Levou um tempo para construir uma máquina que é capaz de processar informações, o computador. Agora que temos essa máquina, estamos encontrando maneiras de simular o nosso pensamento. O que temos hoje como algoritmo são alguns aspectos do pensamento que estamos conseguindo elaborar.

Temos a ajuda de máquinas para fazer isso – e isso vai mudar muita coisa, não estamos mais sozinhos, temos tecnologias criando tecnologias, e isso é muito impactante.

Renata Mielli
coordenadora do Comitê Gestor da Internet no Brasil (CGI.br)

Mulher de cabelo liso, franja e óculos de grau
Renata Mielli (imagem: Arquivo pessoal)

A IA é uma tecnologia que, como ferramenta de auxílio ao ser humano e à sociedade para enfrentar problemas, traz muitas oportunidades.

Imagine ter modelos de IA aplicados na saúde que possam enfrentar doenças endêmicas, próprias do Brasil – e de regiões remotas do Brasil, onde as empresas farmacêuticas não têm muito interesse em desenvolver tecnologia.

Os mal-entendidos na IA são muitos, mas me vem um primeiro à cabeça: as pessoas compreenderem que ela não é, na verdade, uma ferramenta inteligente do modo como a gente compreende a inteligência humana. A IA é um conjunto de instruções, de algoritmos de uma programação que gera resultados a partir de probabilidades estatísticas.

Então as pessoas precisam saber que não estão se relacionando com um ser inteligente autorreferenciado por trás do prompt, estão se relacionando com um algoritmo, uma máquina, uma programação. Saber diferenciar isso é fundamental.

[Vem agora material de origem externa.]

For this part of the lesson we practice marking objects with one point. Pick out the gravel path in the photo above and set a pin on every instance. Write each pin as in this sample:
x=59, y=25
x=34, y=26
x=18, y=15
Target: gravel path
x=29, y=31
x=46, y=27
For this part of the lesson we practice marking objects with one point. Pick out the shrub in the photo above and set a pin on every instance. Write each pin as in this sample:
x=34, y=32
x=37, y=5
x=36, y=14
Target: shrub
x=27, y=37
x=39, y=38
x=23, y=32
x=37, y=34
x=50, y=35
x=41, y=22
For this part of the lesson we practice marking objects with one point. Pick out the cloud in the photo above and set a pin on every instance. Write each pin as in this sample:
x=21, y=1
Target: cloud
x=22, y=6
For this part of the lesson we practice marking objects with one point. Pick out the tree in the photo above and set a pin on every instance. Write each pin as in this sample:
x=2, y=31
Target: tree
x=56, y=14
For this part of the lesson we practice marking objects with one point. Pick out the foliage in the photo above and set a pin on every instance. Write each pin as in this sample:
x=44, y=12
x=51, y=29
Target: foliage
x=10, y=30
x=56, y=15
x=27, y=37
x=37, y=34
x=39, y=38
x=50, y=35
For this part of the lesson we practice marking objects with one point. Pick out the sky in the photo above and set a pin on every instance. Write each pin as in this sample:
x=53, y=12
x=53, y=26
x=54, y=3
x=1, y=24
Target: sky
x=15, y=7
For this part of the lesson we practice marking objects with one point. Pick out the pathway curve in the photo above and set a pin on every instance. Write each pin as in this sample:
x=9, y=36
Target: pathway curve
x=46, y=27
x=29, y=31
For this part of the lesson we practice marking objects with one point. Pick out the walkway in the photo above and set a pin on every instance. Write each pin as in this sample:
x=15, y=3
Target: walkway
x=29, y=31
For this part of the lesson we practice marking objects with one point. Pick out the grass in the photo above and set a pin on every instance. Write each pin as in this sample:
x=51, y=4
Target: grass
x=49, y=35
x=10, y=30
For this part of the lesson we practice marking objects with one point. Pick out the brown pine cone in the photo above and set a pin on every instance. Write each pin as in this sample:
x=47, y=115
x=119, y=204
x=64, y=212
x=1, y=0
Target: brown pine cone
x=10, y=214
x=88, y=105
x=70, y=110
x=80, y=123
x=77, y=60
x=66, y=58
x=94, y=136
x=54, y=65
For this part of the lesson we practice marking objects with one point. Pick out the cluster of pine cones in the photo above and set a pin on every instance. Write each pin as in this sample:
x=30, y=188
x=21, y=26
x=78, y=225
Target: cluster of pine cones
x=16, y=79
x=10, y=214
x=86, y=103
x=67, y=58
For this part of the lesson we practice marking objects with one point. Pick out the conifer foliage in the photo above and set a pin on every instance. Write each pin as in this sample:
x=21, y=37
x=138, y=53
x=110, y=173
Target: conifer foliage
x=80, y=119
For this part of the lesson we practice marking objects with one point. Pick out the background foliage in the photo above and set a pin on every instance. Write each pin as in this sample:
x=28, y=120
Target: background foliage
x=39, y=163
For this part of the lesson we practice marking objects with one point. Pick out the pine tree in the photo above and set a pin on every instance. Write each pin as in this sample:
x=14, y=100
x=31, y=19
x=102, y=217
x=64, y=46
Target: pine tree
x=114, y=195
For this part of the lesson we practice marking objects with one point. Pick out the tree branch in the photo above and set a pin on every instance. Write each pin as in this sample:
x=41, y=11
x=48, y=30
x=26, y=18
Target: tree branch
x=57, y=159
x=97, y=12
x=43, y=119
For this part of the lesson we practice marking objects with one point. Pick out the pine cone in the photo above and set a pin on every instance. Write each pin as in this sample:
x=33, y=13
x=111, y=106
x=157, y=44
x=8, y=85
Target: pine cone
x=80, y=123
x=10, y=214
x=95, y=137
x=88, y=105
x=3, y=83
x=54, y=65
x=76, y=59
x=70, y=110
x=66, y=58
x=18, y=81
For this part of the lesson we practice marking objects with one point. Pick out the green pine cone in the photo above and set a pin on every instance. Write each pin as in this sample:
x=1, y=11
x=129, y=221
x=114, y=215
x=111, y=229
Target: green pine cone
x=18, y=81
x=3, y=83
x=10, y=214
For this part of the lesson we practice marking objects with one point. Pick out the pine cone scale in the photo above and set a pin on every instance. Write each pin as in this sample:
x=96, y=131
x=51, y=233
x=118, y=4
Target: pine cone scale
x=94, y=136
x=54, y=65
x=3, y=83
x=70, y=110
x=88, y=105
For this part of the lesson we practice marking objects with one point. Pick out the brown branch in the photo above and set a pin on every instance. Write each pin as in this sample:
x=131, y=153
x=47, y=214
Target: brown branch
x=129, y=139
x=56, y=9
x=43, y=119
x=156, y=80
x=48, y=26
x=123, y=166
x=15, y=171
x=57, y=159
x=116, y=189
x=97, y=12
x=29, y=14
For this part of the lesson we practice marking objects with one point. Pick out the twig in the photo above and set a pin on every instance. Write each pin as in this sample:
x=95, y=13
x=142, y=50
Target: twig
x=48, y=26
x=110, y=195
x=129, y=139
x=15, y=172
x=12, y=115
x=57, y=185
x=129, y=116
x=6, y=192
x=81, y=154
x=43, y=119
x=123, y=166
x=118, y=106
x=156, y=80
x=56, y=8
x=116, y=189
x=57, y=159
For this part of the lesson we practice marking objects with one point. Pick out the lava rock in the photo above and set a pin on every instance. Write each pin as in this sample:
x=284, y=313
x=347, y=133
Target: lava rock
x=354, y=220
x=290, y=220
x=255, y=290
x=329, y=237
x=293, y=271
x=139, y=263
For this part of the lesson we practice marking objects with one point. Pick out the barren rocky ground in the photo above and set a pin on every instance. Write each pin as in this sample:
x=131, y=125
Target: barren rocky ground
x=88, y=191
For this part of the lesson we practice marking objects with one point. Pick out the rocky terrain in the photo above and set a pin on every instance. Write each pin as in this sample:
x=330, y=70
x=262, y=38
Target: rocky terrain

Acho que este é um mal-entendido: usar palavras que são características de atributos humanos para a tecnologia. A IA não alucina, ela erra, comete erros, não tem atributos de seres humanos. Essa é a principal questão que a gente precisa massificar para que as pessoas tenham uma visão crítica sobre a tecnologia.

Silvana Bahia
comunicadora e empreendedora social

Mulher de cabelo cacheados sorrindo
Silvana Bahia (imagem: Arquivo pessoal)

Acho que a IA tem potencial para a gente construir um bem comum, e não só como uma ferramenta, um nicho de mercado. Essa é a utopia quando a gente pensa sobre a IA e suas potencialidades. E acho que isso acontece quando a IA nos estimula a fazer perguntas, quando faz com que a gente desenvolva um senso crítico.

Pensando nos mal-entendidos que ela pode trazer, acho que tem uma tendência, talvez – se ela ficar só nessa visão mercadológica –, de pasteurizar tudo. Na IA generativa, por exemplo, a gente atende bancos de dados que trazem respostas muito prontas. Então há, aí, um perigo de acabar não valorizando a diversidade, por exemplo, que o Brasil tem.

E também tem outro desafio quando a gente pensa em IA, que tem a ver com o aumento das desigualdades. A gente não pode deixar que essa tecnologia aumente desigualdades que existem muito antes de ela chegar. Mas, quando ela é colocada de cima para baixo, com pouco senso crítico e pouca participação de grupos diversos, há uma tendência de termos desafios que alargam as nossas desigualdades.